Another example where login page URL is configured to use http:// in java code snippet:
private static final String LOGIN_URL = "http://login.xtool.com/";
This example code snippet in Objective C for a native iOS App is using charles proxy for debugging purpose. However the endpoint supports cleartext transmission.
[[UIApplication sharedApplication] openURL:[NSURL URLWithString:@"http://charlesproxy.com/getssl"] options:@{} completionHandler:nil];
Secure Coding Best Practices
In this section, I am going to talk about secure coding tips which the developers can adopt to overcome insecure coding habits as discussed earlier:
Always Sanitize User Input
The first mantra for developers is to never trust user input, always sanitize it to filter-out dangerous characters (<,>,’). Some of the best practices in this regards would be:
- Always validate input obtained from any source such as cookies, feeds, forms, fields, files, headers, query string parameters, Urls virtually everything.
- For preventing cross site scripting leverage best practices as highlighted in OWASP XSS Prevention Cheat Sheet
- Use parameterized queries to construct backend query statements to eliminate SQL injection. Also refer to the OWASP SQL Injection Prevention Cheat Sheet
- If the application has a redirect feature ensure the target URLs are white-listed such that only redirection can happen to certain authorized domains only. If that is not possible than force all redirects to first go through a page notifying users that they are now going off from the current site, and have them click a link to confirm.
Avoid Sensitive Information Disclosure
The second best practice would be to avoid sensitive information disclosure in your application that can benefit an adversary. Some of the best practices in this regards would be:
- Never hard-code sensitive information such as database or FTP connection credentials, cryptographic secrets, service secrets, API secrets etc in the source code. Instead use a centralized key management service for e.g. Amazon KMS to manage secrets.
- Ensure the application is not logging any type of sensitive information in the application logs such as personally identifiable information, authentication tokens, passwords, credit card data, bank account information etc
- Remove debug statements or “turn off” debugging from the production code.
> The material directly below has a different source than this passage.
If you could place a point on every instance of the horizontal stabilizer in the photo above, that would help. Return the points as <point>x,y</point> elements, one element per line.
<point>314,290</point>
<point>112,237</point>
- Use a centralized error handling mechanism to handle unexpected error conditions. This will ensure that users are always redirected to a common error page without revealing too much information about the application’s underlying environment or technology stack.
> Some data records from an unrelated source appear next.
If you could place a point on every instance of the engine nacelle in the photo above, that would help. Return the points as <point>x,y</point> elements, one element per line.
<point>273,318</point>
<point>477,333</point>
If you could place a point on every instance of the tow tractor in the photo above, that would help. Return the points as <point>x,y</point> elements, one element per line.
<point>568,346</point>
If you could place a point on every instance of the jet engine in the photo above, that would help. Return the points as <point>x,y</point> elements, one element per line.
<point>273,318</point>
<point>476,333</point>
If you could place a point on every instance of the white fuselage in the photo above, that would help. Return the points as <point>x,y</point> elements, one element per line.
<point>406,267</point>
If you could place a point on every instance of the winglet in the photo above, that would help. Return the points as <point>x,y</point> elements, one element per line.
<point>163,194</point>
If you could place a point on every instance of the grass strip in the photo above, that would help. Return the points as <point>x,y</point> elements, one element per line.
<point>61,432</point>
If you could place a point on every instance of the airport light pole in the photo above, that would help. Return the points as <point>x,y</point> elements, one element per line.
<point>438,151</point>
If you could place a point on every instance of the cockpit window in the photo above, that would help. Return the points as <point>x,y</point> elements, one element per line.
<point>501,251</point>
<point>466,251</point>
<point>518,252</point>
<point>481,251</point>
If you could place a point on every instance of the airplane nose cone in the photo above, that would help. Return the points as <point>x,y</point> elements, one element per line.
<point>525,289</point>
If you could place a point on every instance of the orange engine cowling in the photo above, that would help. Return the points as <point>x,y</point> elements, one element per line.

Use Secure Cryptographic Algorithms
The third piece of advice for developers would be to use secure cryptographic algorithms for the application’s encryption or hashing needs. Some of the best practices to consider here would be:
- Use secure hash functions such as bcrypt, PBKDF2 etc for generating password hashes. Always take into account OWASP password storage cheat sheet while dealing with passwords.
- Choose secure symmetric key algorithm for e.g. Advanced Encryption Standard (AES) for encrypting data. When using AES, It is also recommended to use higher key size such as 256.
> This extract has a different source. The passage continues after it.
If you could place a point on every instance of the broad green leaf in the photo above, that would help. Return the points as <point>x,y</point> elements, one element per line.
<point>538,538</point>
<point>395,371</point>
- Select a secure cipher mode of operation such as CBC, CTR, GCM or CCM
- Never hard-code Initialization Vector or Salt values in source code.
- Take into consideration OWASP Cryptographic Storage Cheat Sheet while designing cryptographic controls.
Use Secure Protocols to Communicate
This best practice is pretty straight forward. Use secure communication protocols such as HTTPS, FTPS when communicating with external web services, APIs or file servers. Essentially all the protocols internally use Transport Layer Security to secure the communication. So use OWASP TLS Protection Cheat Sheet to securely configure the protocol.